Letter from Beijing: Shortly before 7.30 on Friday morning I was watching CNN when a report about the 30th anniversary of Mao Zedong's death, on September 9th 1976, came on the screen. It reached a filmed interview with Mao's most recent biographer, Jung Chang, whose relentlessly negative Mao: The Unknown Story, written with her husband Jon Halliday, came out last year.
Jung's face flashed up for a microsecond, and then sound and vision both disappeared. I thought for a moment that the TV had simply gone kaput. But the report returned with Mao's onetime English translator on screen and then vanished again when Jung Chang popped up for another quote. An hour later (CNN does tend to repeat itself), the report came back on. This time, the censors had their fingers poised on the buttons, and the blackouts started earlier, removing both Jung and the translator, so that viewers would not have known what they were missing.
The censorship was as stupid as it was crude. The vast majority of CNN's viewers in China are expats, and it seems unlikely that any of them would have been shocked to the core by the revelation that Mao was no saint. The book written by Jung Chang and Jon Halliday is not hard to get hold of: I ordered it from Amazon and had it sent to Beijing without any difficulty. I haven't met anyone in China who doesn't think that Mao's signature initiatives - the Great Leap Forward, which sparked a devastating famine, and the Cultural Revolution, which almost destroyed intellectual life and the education system - were great ideas. Just last week, on state television, I heard someone argue that the Cultural Revolution should be referred to in future as the "Cultural Devastation".
The censors who blacked out CNN managed to reveal far more than they concealed. They showed that even 30 years after his death - a period in which China has travelled light years away from orthodox Maoism - the Great Helmsman is still a touchy subject. The Little Red Book may now be sold mostly as a curiosity to tourists. Images of Mao may now appear in a post-modern, self-consciously kitschy way on watches and alarm clocks. Yet Mao is still a deeply troubling presence in the collective psyche. Not for nothing does his portrait still gaze down from the Tiananmen gate at the heart of Beijing, keeping a baleful eye on the crowds who queue to enter his mausoleum.
That portrait itself tells a tale of deep ambivalence. Last May, the original painting on which it is based was listed for sale at a Beijing auction house. It turned out that it had passed into the hands of an American collector in the 1990s - a poignant symbol of the shift from Maoism to the market. But the proposed sale generated a spontaneous eruption of outrage on the Internet, with young Chinese people, many of whom could not have remembered much about Mao in power, demanding that the sale be prohibited. The pressure was such that the auction house finally issued a terse notice to the effect that it had abandoned the sale after "advice from the government", and that the owner would instead consider donating it to a Chinese museum. On the one hand, this relic of Mao mattered so little that it could end up in foreign hands.

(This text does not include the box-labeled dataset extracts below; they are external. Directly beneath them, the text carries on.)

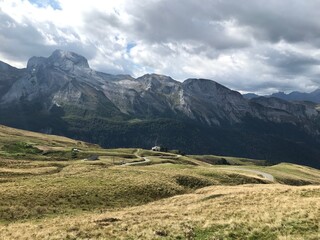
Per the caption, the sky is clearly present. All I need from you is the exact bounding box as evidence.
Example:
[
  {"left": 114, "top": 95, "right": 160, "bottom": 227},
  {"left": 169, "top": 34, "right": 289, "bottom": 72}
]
[{"left": 0, "top": 0, "right": 320, "bottom": 94}]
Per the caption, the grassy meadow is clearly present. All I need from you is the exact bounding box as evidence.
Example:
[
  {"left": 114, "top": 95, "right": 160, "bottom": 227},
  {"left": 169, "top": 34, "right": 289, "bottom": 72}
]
[{"left": 0, "top": 126, "right": 320, "bottom": 240}]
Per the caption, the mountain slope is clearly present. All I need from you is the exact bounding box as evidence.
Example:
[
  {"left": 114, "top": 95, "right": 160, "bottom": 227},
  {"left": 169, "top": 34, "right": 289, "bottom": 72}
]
[
  {"left": 0, "top": 50, "right": 320, "bottom": 167},
  {"left": 271, "top": 89, "right": 320, "bottom": 103}
]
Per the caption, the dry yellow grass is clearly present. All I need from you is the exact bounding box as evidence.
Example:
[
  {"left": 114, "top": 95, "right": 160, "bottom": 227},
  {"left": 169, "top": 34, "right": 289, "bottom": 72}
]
[
  {"left": 0, "top": 184, "right": 320, "bottom": 240},
  {"left": 0, "top": 126, "right": 320, "bottom": 240}
]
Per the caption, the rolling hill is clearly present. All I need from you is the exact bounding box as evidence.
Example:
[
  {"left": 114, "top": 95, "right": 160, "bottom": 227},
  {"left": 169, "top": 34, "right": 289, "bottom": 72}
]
[{"left": 0, "top": 126, "right": 320, "bottom": 239}]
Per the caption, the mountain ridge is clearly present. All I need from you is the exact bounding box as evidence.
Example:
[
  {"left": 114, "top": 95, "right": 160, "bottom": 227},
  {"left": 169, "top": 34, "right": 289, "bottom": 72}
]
[{"left": 0, "top": 50, "right": 320, "bottom": 166}]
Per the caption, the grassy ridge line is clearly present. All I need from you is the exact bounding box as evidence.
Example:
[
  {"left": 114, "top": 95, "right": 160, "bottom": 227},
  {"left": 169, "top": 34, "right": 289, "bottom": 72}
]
[{"left": 0, "top": 184, "right": 320, "bottom": 240}]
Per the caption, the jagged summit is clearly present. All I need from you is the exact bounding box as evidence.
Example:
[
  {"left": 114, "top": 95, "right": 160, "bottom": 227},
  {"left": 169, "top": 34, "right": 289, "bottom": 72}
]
[
  {"left": 0, "top": 50, "right": 320, "bottom": 166},
  {"left": 27, "top": 49, "right": 89, "bottom": 71}
]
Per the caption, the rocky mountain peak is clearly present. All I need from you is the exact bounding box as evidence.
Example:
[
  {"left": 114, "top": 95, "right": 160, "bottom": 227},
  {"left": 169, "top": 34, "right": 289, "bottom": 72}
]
[
  {"left": 48, "top": 50, "right": 89, "bottom": 68},
  {"left": 183, "top": 78, "right": 234, "bottom": 95},
  {"left": 27, "top": 50, "right": 89, "bottom": 71},
  {"left": 0, "top": 61, "right": 13, "bottom": 71}
]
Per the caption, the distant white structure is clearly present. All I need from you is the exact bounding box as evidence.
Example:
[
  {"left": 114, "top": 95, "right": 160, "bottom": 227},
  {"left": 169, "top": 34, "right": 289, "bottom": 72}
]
[{"left": 151, "top": 146, "right": 161, "bottom": 152}]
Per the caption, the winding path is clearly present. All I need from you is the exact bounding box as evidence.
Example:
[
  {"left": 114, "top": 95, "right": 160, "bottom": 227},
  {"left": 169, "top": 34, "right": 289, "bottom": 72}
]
[
  {"left": 223, "top": 167, "right": 274, "bottom": 182},
  {"left": 121, "top": 157, "right": 151, "bottom": 166}
]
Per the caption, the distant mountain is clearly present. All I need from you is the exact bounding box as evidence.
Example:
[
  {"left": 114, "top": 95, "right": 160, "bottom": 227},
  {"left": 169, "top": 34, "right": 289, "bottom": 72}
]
[
  {"left": 271, "top": 89, "right": 320, "bottom": 103},
  {"left": 0, "top": 50, "right": 320, "bottom": 167},
  {"left": 242, "top": 93, "right": 260, "bottom": 99}
]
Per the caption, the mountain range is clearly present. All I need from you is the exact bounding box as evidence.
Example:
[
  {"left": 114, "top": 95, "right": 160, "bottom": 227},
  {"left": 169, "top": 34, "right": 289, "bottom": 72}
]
[
  {"left": 0, "top": 50, "right": 320, "bottom": 167},
  {"left": 243, "top": 89, "right": 320, "bottom": 103}
]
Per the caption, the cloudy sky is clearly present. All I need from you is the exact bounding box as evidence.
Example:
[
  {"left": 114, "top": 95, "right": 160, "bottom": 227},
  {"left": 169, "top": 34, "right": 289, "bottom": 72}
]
[{"left": 0, "top": 0, "right": 320, "bottom": 94}]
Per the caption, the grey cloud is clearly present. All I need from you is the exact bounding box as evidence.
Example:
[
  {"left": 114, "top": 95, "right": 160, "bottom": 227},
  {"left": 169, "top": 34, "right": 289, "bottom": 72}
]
[{"left": 0, "top": 11, "right": 97, "bottom": 66}]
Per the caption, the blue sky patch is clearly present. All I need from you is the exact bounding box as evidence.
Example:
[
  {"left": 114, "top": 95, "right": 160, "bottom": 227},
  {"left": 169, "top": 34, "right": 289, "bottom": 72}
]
[
  {"left": 29, "top": 0, "right": 61, "bottom": 10},
  {"left": 127, "top": 43, "right": 137, "bottom": 53}
]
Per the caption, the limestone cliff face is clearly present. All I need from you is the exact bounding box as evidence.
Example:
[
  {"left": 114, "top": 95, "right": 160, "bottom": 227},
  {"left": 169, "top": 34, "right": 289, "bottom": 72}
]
[{"left": 0, "top": 50, "right": 319, "bottom": 129}]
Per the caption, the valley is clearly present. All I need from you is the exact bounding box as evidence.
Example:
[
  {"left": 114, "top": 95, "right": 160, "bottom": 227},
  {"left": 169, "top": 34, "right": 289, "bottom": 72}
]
[{"left": 0, "top": 50, "right": 320, "bottom": 168}]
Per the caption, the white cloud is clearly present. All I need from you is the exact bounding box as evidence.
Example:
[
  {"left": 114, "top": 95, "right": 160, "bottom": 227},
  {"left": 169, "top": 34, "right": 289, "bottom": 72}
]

On the other, it mattered so much that it had to be saved for the nation.
This ambivalence persists at a popular level too. A while ago, I chanced on an extraordinary little village in the mountains just 50km from Beijing. It had high defensive walls, stone pathways and an ancient grinding stone, all suggesting that it went back to medieval times. I called in at random on one of the families there. We chatted for a while and they took me to the back of the village to show me a tiny Taoist temple that had, they said, been attacked and almost levelled by Red Guards during Mao's Cultural Revolution - an act they spoke of as if it had happened yesterday and they were still recovering from the shock. They were clearly devout - a picture of a portal deity hung on the door to their courtyard.
And inside, in pride of place at the centre of their living room, was a white plaster bust of another demi-god, Mao Zedong.
This, I suppose, is one of the reasons why Mao cannot be left behind - a force so big, symbolising such massive upheaval in an ancient culture, has a power that transcends good and evil. Another reason, though, may be that Mao provides a fixed point in a rapidly-shifting landscape. His successor - and nemesis - Deng Xiaoping famously likened the process of reform in China to crossing a rapid river in the dark, feeling with your foot for the next stone. As you try to keep your balance, it is useful to be able to look behind now and then at the receding shore. China has not gone far enough across yet for the far shore to be visible or for the one behind to be out of sight.